Toxic

A Symposium on Exposure, Entanglement, and Endurance

Toxic: A Symposium on Exposure, Entanglement and Endurance at Yale March 3-4, 2016.

Leaded Entanglements

Catherine Fennell, Columbia University

Catherine Fennell. Summer 2014, House Demolition, Detroit. Water is sprayed to suppress the potential spread of leaded dusts.

Catherine Fennell. Summer 2014, House Demolition, Detroit. Water is sprayed to suppress the potential spread of leaded dusts.

As the material turn turns along, it has also turned out concept metaphors through which scholars interrogate humans' relationship to a world pulsating with non-human entities. One of them -- entanglement -- underscores just how much any discrete thing's properties expand beyond the surfaces that house them and become caught up in those trailing off other things. These vibrant things then gather persons and other matter into meshworks or assemblages. Here, humans do not so much inhabit the world as they emerge as the effects of their entanglements with dense and interlocking entities whose unpredictable resonances have force and efficacy in that world (1). For scholars preoccupied with obsolete built environments, entanglement seems to be especially good to think with. It highlights human contact with a host of substances that make up these environments, even as it nudges us to consider how these substances will unfurl within places defined by neglect and decay.

Take lead, a metal that humans have long prized in building projects. For centuries, people have been drinking from leaded pipes, sleeping under leaded roofs, and moving across leaded floors. In the United States, house paints have thrown children directly into this potent neurotoxin's path. Consumer appetites for bright domestic interiors grew during the 1920s, and leaded paints satisfied them by making everything they covered cheerful, durable, and easy to clean (2). And over the next several decades, physicians grappled with a childhood lead poisoning epidemic associated with everything from convulsions, weight loss, and death, to, more recently, cognitive, developmental, and behavioral impairments (3). During the 1970s federal regulations emerged that restricted leaded paints in residential contexts. Yet with respect to our already leaded world, containment has prevailed as the primary management strategy. Leaded paints, experts have told homeowners and renters, pose little risk when covered neatly by another layer of paint, paper, or tile. And leaded pipes, experts have also told municipalities, pose little risk if they will guard against their corrosion by pumping phosphate into them. This advice, for containment rather than an outright ban on lead and its total removal from built environments, points to just how much Americans' entanglement with this metal has become a normalized and ubiquitous part of their lives.

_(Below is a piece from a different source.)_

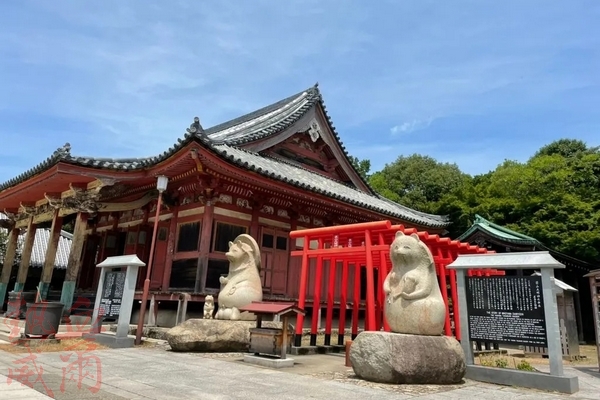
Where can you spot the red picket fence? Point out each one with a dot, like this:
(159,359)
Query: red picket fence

In recent weeks, that normalization and ubiquity has sent sentiments like "We are all Flint" careening through national and regional media outlets. Varied invocations of this phrase underscore the presence of leaded pipes within many municipalities, even as they would summon the moral resolve to address the threats that those pipes pose to the health of citizens in and beyond Flint. Yet sentiments born of shared entanglements with this neurotoxin should give pause, for the simple reason that when it comes to built environments and the bodies they raise in and through place, we are not all Flint. It's not any children who are endangered by their entanglements with lead, but those who live in marginal rural and urban places. And it's not any children whose bodies are understood to become inflexibly different through these entanglements, but those belonging to the very groups that yesteryear's eugenicists singled out as inflexibly inferior -- black and impoverished white people. For these reasons, it is worth thinking through what other investments entanglements with lead might now be reviving, besides those bound up in calls for collective protection. My recent work on house demolition and efforts at lead containment in the urban Midwest concerns itself with those investments born of racialist thought.

Works Cited

(1) Ingold, Tim. 2011. Being Alive: Essays on Movement, Knowledge and Description. New York:      Routledge.

Bennett, Jane. 2010. Vibrant Matter: A Political Ecology of Things. Durham: Duke University Press.

(2) Warren, Christopher. 2000. Brush with Death: A Social History of Lead Poisoning,         Baltimore: Johns Hopkins University Press.

Markowitz Gerald and Rosner, David. 2002. "Cater to the Children: The Promotion of White Lead,” in Deceit and Denial: The Deadly Politics of Industrial Pollution. Berkeley: University of California Press.

(3) Markowitz Gerald and Rosner, David. 2013. Lead Wars: The politics of Science and the Fate of America's Children. Berkeley: University of California Press.

Nevin, Rick 2007. "Understanding International Crime Trends: The Legacy of Preschool Lead Exposure." Environmental Research 104: 315-336.